Hyperthyroid and Hypothyroid Neck Pain
Hyperthyroid disease is a condition that involves abnormal escalation of thyroid activity. In these cases, the thyroid gland produces too many hormones. There are many possible sources of hyperthyroidism, including Graves’ disease, thyroid nodule formation, thyroiditis and excessive intake of iodine in the diet. Non-painful symptoms of hyperthyroid conditions might encompass moodiness, nervousness, general fatigue, muscle weakness, insomnia, tremors in the hands, irregular heart-rate, loose stools, weight loss and sensitivity to heat.
Meanwhile, hypothyroidism involves a reduction in the hormone-producing activity of the gland. Typical causations include Hashimoto’s disease, thyroiditis, congenital disposition of the gland, injury to the thyroid and chemical reactions due to some pharmaceutical compounds. Non-painful expressions of hypothyroid disorders may include puffy face, tiredness, weight gain, sensitivity to cold, inability to void bowels, lack of saliva or sweat, irregular menstruation, slow heart beat, dry skin and depression.
Both hyper and hypothyroidism can cause localized pain in the gland itself and around the surrounding anatomy, especially when a goiter is present. Hypothyroidism is more likely to create systemic pain in joints and soft tissues outside of the immediate gland location.
Thyroid Neck Pain from Thyroiditis
Thyroiditis describes inflammation of the gland that can occur due to various reasons and processes. Many instances of thyroid inflammation can cause pain in the throat and in the surrounding areas of the frontal neck. Other types of thyroid inflammation do not generally cause pain. Here are the varieties of thyroid inflammation and hypertrophy that can cause neck pain:
Subacute granulamatous thyroiditis, de Quervain’s thyroiditis, subacute nonsuppurative thyroiditis and painful subacute thyroiditis all describe virtually identical diagnoses that involve viral infection of the gland, typically accompanied by fever and a feeling of having a blocked throat.
Acute infectious thyroiditis is caused by bacterial infection of the gland and often involves abscess formation that can become truly problematic to gland functionality.
Thyroid Neck Pain Evaluation
Thyroid concerns are rarely mistaken for other types of neck pain, since they typically involve highly specific symptoms and can be easily diagnosed through rudimentary blood testing and clinical examination. Additionally, pain in association with thyroid problems is rarely severe and is focused on the frontal region of the neck, directly in or around the gland itself. The exceptions include thyroid cancer, which may cause widespread pain in many areas of lymphatic activity throughout the body, and hypothyroidism-related systemic muscle and joint pain.
Risk factors for developing thyroid irregularities are many and diversified.
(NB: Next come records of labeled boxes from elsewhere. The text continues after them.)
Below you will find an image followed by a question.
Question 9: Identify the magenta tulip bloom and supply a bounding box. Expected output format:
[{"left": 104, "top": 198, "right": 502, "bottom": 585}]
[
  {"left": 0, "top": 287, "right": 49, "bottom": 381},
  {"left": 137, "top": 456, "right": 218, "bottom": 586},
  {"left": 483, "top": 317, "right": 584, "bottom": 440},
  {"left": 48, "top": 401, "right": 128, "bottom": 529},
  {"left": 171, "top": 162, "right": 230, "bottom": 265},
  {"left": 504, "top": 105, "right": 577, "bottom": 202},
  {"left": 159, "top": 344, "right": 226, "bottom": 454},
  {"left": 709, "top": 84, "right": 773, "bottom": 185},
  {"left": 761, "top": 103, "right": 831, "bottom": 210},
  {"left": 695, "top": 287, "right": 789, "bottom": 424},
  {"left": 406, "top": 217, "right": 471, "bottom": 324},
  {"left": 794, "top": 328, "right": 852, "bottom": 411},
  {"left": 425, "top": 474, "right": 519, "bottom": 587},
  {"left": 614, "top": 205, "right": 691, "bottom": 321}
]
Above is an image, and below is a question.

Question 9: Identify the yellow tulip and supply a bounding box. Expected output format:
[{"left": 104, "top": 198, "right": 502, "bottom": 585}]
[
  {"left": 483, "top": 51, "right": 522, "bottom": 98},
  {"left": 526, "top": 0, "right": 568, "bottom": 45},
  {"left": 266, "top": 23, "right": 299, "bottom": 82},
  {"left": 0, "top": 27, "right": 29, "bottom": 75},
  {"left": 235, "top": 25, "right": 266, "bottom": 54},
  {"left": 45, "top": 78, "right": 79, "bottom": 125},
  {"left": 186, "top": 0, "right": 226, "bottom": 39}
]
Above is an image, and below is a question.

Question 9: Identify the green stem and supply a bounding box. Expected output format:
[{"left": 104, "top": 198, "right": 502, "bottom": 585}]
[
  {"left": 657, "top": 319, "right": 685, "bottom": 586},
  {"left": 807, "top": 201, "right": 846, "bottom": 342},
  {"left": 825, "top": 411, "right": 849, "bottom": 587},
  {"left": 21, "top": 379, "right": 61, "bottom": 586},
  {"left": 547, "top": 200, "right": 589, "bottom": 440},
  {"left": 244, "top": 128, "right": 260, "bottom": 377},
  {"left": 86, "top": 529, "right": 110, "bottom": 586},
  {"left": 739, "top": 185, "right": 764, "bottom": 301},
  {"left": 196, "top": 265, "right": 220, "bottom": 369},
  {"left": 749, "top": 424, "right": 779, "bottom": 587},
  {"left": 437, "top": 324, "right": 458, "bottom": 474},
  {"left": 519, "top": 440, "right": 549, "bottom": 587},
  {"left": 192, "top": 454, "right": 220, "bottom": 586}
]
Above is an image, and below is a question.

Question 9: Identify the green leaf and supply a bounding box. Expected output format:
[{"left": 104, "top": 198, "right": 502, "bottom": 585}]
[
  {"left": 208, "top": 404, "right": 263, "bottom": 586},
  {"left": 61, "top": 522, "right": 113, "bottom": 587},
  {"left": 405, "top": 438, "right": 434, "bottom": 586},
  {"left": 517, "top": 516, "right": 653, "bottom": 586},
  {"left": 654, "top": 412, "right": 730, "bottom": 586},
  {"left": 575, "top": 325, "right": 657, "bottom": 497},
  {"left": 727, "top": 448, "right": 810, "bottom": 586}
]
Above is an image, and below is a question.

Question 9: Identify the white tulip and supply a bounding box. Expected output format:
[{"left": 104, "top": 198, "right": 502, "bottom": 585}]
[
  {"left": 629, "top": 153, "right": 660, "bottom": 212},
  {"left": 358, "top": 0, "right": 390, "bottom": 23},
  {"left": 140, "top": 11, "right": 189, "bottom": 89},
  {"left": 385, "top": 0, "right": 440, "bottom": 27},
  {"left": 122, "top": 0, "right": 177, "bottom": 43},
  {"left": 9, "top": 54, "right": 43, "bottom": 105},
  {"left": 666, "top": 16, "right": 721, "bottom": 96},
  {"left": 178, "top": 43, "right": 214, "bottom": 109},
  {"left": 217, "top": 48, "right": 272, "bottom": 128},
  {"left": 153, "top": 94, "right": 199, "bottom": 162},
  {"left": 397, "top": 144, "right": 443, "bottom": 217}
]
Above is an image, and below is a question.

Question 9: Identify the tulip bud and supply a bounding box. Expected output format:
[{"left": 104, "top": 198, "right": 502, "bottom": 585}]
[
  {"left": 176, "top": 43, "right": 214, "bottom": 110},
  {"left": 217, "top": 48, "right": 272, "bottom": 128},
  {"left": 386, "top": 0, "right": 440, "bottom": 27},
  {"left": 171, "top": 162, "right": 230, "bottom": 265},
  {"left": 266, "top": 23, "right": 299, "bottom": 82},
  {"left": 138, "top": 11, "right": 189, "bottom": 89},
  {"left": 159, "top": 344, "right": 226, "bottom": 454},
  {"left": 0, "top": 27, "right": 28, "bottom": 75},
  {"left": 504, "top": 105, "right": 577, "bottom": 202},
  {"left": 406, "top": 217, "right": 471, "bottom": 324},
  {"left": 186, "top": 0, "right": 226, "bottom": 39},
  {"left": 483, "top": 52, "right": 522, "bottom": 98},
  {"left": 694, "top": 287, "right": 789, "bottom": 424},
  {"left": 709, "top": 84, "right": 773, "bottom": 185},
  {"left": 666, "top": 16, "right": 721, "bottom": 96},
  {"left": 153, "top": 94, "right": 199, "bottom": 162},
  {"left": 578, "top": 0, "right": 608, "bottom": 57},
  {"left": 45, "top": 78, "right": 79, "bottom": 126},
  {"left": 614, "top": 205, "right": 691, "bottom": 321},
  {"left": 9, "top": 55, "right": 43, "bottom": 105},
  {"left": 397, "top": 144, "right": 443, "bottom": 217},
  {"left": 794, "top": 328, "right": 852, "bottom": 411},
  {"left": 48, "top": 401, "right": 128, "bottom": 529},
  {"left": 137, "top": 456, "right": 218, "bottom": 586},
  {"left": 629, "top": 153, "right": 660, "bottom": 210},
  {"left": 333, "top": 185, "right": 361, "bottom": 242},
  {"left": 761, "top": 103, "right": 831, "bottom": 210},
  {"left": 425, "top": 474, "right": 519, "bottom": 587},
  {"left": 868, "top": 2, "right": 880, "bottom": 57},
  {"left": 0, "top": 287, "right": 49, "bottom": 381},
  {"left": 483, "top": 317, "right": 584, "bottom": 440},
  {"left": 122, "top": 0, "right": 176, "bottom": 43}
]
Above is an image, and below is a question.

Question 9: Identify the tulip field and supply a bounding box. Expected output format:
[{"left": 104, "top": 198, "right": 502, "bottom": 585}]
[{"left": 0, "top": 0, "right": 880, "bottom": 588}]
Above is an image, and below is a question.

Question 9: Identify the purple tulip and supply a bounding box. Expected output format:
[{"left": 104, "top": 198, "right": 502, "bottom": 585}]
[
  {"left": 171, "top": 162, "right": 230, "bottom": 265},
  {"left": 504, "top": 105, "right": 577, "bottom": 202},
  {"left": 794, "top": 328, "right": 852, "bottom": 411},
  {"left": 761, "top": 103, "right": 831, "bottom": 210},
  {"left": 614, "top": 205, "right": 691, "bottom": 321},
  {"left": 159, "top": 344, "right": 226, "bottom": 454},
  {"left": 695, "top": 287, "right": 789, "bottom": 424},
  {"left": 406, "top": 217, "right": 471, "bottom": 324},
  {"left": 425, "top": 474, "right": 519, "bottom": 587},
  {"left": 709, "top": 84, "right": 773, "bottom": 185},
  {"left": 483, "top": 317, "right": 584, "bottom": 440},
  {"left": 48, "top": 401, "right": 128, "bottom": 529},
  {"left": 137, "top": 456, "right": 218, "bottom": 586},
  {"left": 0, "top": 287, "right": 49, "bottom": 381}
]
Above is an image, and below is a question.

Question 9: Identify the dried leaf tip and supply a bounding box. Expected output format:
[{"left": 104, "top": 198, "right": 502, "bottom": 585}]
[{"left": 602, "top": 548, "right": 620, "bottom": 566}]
Some of the universal contributors to the expression of thyroid problems include any and all of the following patient characteristics:
Genetic patterns for thyroid disease drastically increases risk for personal development. Some people are genetically predisposed towards certain types of thyroid problems.
Left handed and ambidextrous people demonstrate higher susceptibility to thyroid troubles.
People who receive too much or too little iodine are likely to develop some form of thyroid condition.
Women are more susceptible than men to all forms of thyroid issues.
Pregnancy and postpartum conditions both increase the risk for thyroid abnormalities to exist.
Being past middle age increases the risk of thyroid disorders.
Smoking and large amounts of emotional stress both increase the risk of thyroid problems slightly.